Charges for Inspection of PHI
Can an individual be charged a fee if the individual requests only to inspect her PHI at the covered entity (i.e., does not request that the covered entity produce a copy of the PHI)?
No. The fees that can be charged to individuals exercising their right of access to their PHI apply only in cases where the individual is to receive a copy of the PHI, versus merely being provided the opportunity to view and inspect the PHI. The HIPAA Privacy Rule provides individuals with the right to inspect their PHI held in a designated record set, either in addition to obtaining copies or in lieu thereof, and requires covered entities to arrange with the individual for a convenient time and place to inspect the PHI. See 45 CFR 164.524(c)(1) and (c)(2). Consequently, covered entities should have in place reasonable procedures to enable individuals to inspect their PHI, and requests for inspection should trigger minimal additional effort by the entity, particularly where the PHI requested is of the type easily accessed onsite by the entity itself in the ordinary course of business. For example, covered entities could use the capabilities of Certified EHR Technology (CEHRT) to enable individuals to inspect their PHI, if the individuals agree to the use of this functionality.

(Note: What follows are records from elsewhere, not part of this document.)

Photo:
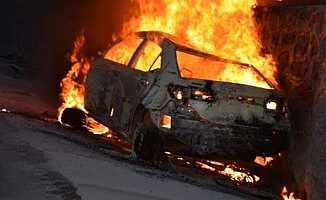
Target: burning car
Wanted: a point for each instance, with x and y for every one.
(163, 95)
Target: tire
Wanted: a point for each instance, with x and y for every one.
(74, 118)
(147, 143)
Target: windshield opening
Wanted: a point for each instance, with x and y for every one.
(207, 68)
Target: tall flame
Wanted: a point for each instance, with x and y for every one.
(73, 87)
(222, 27)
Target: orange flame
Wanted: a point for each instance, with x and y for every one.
(286, 196)
(263, 161)
(73, 87)
(230, 171)
(222, 27)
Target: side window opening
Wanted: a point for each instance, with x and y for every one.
(123, 51)
(149, 58)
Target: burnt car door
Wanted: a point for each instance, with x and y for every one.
(105, 90)
(144, 67)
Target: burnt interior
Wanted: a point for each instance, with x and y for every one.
(40, 34)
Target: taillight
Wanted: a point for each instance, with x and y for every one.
(202, 95)
(183, 93)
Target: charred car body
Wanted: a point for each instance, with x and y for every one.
(158, 94)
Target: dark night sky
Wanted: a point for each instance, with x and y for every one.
(42, 32)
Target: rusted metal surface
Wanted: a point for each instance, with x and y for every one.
(234, 122)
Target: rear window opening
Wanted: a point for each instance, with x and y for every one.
(202, 67)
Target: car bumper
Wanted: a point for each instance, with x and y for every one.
(224, 140)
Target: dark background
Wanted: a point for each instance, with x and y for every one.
(41, 33)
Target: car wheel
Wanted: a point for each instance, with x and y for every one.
(147, 143)
(74, 117)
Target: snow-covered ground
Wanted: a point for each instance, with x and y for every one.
(35, 165)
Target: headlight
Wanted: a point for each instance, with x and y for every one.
(202, 95)
(178, 92)
(166, 121)
(271, 105)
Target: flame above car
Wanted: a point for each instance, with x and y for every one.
(225, 28)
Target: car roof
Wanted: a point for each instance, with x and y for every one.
(159, 37)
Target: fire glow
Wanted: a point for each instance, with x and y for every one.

Further, a covered entity may not charge an individual who, while inspecting her PHI, takes notes, uses a smart phone or other device to take pictures of the PHI, or uses other personal resources to capture the information. If the individual is making the copies of PHI using her own resources, the covered entity may not charge a fee for those copies, as the copying is being done by the individual and not the entity. A covered entity may establish reasonable policies and safeguards regarding an individual’s use of her own camera or other device for copying PHI to assure that equipment or technology used by the individual is not disruptive to the entity’s operations and is used in a way that enables the individual to copy or otherwise memorialize only the records to which she is entitled. Further, a covered entity is not required to allow the individual to connect a personal device to the covered entity’s systems.